Dia ingat lagi akan dawuh Kyai Banjar Banyu Bening dan Kyai Koneng "jangan berusaha beradu nyawa dengan Pendekar Iblis, Pendekar Iblis masih punya nurani, dia pasti bisa disadarkan" Dan dia melihat sendiri kehebatan Pendekar Iblis serta kesadisannya ketika membunuh lawan.
Kemudian dia berkelebat kearah menghilangnya Pendekar Iblis, dia ingin melaksanakan tugas yang diputuskan Sidang Bukit Batu.
Raka memperlambat larinya mengetahui ada orang yang mengejarnya, dan dia tau siapa pengejar itu.

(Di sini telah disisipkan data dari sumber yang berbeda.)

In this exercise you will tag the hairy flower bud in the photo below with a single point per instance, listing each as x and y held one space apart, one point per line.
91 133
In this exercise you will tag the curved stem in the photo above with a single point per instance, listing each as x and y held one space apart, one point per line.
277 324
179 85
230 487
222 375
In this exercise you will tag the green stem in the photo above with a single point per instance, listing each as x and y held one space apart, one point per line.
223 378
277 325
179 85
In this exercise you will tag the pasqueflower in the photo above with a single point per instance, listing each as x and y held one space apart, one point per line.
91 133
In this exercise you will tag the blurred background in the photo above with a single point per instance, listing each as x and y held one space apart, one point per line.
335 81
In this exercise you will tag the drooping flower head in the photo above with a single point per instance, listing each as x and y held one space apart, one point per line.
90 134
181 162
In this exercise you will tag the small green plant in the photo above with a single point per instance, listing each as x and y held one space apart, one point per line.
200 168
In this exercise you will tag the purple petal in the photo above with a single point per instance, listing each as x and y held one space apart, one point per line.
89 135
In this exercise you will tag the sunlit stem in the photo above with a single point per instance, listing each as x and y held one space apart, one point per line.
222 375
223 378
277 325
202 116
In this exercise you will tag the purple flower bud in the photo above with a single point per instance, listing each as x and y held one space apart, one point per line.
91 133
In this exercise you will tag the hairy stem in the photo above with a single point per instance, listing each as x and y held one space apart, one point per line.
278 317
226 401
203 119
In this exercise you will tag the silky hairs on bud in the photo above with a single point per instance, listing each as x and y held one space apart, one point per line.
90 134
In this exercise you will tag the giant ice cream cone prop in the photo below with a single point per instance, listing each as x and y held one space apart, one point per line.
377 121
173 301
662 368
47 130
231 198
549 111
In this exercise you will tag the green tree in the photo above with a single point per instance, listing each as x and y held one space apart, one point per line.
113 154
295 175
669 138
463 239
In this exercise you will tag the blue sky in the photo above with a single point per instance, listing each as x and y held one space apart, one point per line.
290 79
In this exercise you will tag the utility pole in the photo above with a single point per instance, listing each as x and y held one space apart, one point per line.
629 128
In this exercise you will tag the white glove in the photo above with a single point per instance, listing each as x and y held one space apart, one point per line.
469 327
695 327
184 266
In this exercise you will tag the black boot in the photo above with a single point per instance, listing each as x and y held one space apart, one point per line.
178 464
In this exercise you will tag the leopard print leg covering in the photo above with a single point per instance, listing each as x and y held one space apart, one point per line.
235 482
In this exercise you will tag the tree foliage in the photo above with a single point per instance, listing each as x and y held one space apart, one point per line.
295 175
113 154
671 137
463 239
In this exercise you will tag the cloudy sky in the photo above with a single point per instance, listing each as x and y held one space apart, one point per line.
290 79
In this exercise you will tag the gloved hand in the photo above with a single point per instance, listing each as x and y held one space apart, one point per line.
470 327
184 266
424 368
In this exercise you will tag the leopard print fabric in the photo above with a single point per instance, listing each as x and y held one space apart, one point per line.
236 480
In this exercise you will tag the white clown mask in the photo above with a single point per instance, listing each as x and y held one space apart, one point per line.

Dia menunggu hingga sekarang pengejar itu ada di depannya, seorang wanita Cantik dengan tubuh ramping, pakaian birunya sedikit terkoyak disana sini, bahkan wanita itu sejak tadi telah memegang belahan dadanya yang sedikit tersingkap, Raka bukan mata keranjang, namun sebagai anak muda dia senang pada wanita cantik dan juga sedikit terkesima apabila melihat bagian-bagian tertentu milik wanita yang sepantasnya bukan sebagai konsumsi umum.
"buat apa kau mengejarku, apakah kau tidak terima terhadap tindakanku pada kepala perampok itu…!!" Tanya Raka tegas.